Natural Enemies
Put two bloggers in a room and watch the extraordinary performance of mutual goodwill. "Love what you’re doing." "Yours is great too." It has the energy of a Cold War summit: formal smiles, careful language, and the constant awareness that you are competing for the same finite pool of attention. The hostility is real. It just gets laundered into politeness the moment someone might be watching.
Online, the mask comes off. Why did that brand invite her to their event and not me? What does she have that I don’t? These questions run as background processes in every blogger’s head, whether they admit it or not. A blogging scene is not a community so much as a crowd of individuals who’ve agreed to call themselves one.

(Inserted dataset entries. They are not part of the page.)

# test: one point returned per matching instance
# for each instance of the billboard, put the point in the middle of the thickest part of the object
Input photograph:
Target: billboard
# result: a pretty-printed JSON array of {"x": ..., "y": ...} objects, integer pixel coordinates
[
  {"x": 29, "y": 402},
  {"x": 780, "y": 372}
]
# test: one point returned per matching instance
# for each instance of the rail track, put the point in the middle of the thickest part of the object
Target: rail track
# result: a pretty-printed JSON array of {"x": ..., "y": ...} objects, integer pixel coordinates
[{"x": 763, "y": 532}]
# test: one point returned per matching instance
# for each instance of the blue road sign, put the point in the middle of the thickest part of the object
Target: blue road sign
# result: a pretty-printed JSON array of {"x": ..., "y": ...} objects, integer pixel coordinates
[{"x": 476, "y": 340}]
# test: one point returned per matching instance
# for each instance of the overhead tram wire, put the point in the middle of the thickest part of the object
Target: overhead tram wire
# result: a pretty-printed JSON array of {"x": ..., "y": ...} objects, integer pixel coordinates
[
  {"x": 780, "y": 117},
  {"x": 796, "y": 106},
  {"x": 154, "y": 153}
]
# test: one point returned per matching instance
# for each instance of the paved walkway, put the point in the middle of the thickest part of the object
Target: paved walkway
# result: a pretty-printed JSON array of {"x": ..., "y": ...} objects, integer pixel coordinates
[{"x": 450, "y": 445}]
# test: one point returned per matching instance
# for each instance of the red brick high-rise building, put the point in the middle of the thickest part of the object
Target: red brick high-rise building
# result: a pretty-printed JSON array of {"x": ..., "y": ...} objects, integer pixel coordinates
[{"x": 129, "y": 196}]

Which is why Blog Battle landed with the force it did. The premise was simple: two blogs enter, one wins, you click. Hot or Not for the blogosphere, built on the same brutal economy of the split-second judgment. Someone makes a snap decision based on a screenshot and somewhere a fashion blogger refreshes her analytics wondering why her traffic suddenly dipped.
The reactions were illuminating in their range. Vanessa Blome found it funny, if disorienting: I don’t always know every blog.

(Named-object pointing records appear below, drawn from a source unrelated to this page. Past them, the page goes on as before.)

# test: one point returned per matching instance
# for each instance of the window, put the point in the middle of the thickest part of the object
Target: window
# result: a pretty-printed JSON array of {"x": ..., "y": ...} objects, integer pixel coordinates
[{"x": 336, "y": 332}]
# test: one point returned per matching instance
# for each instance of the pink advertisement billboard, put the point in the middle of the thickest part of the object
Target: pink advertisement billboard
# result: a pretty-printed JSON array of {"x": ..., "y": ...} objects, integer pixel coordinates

Lisa Bäuerle, whose blog had landed in the top fifty, still wasn’t sure what it meant: What exactly does this achieve? Not that I’m complaining, but still…

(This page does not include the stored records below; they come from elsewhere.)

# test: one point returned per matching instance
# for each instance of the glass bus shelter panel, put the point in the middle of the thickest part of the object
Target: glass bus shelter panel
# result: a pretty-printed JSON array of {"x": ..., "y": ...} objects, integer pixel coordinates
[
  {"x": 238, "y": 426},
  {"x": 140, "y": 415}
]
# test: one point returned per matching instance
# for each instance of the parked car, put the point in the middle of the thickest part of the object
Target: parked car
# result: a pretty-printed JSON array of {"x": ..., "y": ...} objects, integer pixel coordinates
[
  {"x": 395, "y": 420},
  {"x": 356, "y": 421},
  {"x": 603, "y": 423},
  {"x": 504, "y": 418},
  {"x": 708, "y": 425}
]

Annemarie Pohle just couldn’t stop clicking. And Franziska Kopka named the darker inevitability—the moment when teenagers start mobilizing their followers to game the rankings, turning a novelty into a junior varsity arms race.
Jakob Adler went further. The whole concept reduced blogs to a screenshot-level first impression—no one would actually read the thing they were voting on. The outcomes would be driven not by quality but by personal grievance: That bitch stole my friend’s article idea and she’s ugly anyway.
A judgment that has nothing to do with writing and everything to do with the social dynamics that blogging was supposed to transcend.
He’s not wrong. There’s something both honest and depressing about a tool that makes explicit what was always operating beneath the surface of blogging culture. The competition was always there; Blog Battle just gave it a UI. In response to the criticism, the site eventually removed the losers list—only winners displayed now, which solves approximately none of the underlying problem but makes the whole enterprise feel slightly less like a public humiliation engine. Around five hundred blogs were in rotation. The winners at that point included Laufmasche, Schwerelos, and Hypnotized. Whether anyone remembers them now is another question entirely.